Sir, – Ireland has an obvious competitiveness problem with income tax and the Department of Finance has said that the high concentration of income tax paid by relatively few higher earning employees is a major risk to the Irish tax base. The Department of Enterprise, Trade and Employment has also identified Ireland’s high marginal tax rates as a negative factor to be overcome when attracting skilled staff and foreign direct investment. The American Chamber of Commerce and the Irish Taxation Institute identify the same problem. It is clear that the mobility at the higher earning segment of the labour market internationally presents a very significant risk that the highest quality jobs will not come to Ireland given the high tax rates here. Indeed, many of those already here are at risk of moving. Feedback to major employer, investor and economic bodies suggests a brewing problem, which will be badly compounded given a likely outcome to the next general election. These major representative bodies have warned of the issues, but Sinn Féin and other leftist parties believe they know better.
The taxation plans of Sinn Féin, Labour, the Social Democrats and People Before Profit, all of whom want more tax levied on those who already pay most, will have a real impact on Ireland’s economy. Cliff Taylor asks the relevant question (“How will Sinn Féin’s plan to tax the rich affect the economy?”, Opinion & Analysis, November 4th).
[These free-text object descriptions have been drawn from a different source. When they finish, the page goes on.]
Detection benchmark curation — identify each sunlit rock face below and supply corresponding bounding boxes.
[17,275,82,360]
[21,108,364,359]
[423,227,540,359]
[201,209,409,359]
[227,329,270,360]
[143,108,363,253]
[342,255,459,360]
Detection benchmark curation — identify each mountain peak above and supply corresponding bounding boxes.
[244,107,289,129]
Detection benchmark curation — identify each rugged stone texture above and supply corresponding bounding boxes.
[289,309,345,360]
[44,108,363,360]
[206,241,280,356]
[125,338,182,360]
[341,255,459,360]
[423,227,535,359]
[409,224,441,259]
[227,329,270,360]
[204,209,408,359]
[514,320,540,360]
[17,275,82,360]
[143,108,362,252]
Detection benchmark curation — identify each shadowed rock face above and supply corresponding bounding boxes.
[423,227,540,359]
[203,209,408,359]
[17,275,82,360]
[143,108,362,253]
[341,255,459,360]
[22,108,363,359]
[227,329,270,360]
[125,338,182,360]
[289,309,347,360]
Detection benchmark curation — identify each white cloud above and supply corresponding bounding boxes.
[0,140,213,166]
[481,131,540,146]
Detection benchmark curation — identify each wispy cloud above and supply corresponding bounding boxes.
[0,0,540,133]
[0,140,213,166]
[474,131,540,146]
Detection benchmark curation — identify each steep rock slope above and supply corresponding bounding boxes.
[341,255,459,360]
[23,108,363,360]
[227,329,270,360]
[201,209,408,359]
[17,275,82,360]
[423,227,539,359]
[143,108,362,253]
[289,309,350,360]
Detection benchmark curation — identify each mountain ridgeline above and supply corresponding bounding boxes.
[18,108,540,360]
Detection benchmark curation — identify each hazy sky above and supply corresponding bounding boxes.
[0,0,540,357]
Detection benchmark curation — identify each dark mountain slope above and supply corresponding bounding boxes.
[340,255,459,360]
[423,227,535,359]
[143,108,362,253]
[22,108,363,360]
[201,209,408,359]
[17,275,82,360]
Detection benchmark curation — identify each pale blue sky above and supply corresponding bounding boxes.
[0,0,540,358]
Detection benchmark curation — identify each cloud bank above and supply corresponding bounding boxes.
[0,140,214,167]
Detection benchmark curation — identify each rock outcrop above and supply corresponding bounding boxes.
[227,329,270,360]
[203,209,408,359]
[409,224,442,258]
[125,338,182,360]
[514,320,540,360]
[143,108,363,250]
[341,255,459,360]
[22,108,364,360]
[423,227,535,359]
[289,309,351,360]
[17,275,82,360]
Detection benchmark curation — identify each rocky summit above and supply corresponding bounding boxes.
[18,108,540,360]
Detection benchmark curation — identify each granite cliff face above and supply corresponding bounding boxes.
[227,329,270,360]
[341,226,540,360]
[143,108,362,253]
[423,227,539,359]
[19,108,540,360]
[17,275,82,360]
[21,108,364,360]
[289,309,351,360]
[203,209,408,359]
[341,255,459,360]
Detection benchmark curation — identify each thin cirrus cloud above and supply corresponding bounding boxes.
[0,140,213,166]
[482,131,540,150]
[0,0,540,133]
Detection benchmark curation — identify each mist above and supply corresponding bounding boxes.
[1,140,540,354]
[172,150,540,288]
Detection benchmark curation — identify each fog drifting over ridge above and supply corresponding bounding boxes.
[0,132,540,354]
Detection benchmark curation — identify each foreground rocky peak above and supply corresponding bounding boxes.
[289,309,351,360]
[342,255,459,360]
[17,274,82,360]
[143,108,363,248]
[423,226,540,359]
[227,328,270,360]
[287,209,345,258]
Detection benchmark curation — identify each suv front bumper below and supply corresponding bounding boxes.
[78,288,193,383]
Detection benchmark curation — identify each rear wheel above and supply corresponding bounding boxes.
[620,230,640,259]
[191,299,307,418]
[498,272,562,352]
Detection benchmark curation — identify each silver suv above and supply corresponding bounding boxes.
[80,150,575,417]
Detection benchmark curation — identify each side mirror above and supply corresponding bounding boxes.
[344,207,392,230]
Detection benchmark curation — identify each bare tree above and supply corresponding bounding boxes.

Sinn Féin plans to remove tax credits on incomes above €100,000 and introduce a new 3 per cent tax on incomes above €140,000, on top of all the existing income taxes. The party will also increase employers’ PRSI for higher earners and reduce the standard fund threshold for private pensions – hitting employers and those who cater for their own private pension. Sinn Féin also plans to increase the rate of capital acquisitions tax to 36 per cent, levying more tax on children of deceased parents.
Perhaps most damaging of all, the party says it is in favour of a new annual wealth tax – a tax that is likely to drive investment and wealth out of our highly open Irish economy.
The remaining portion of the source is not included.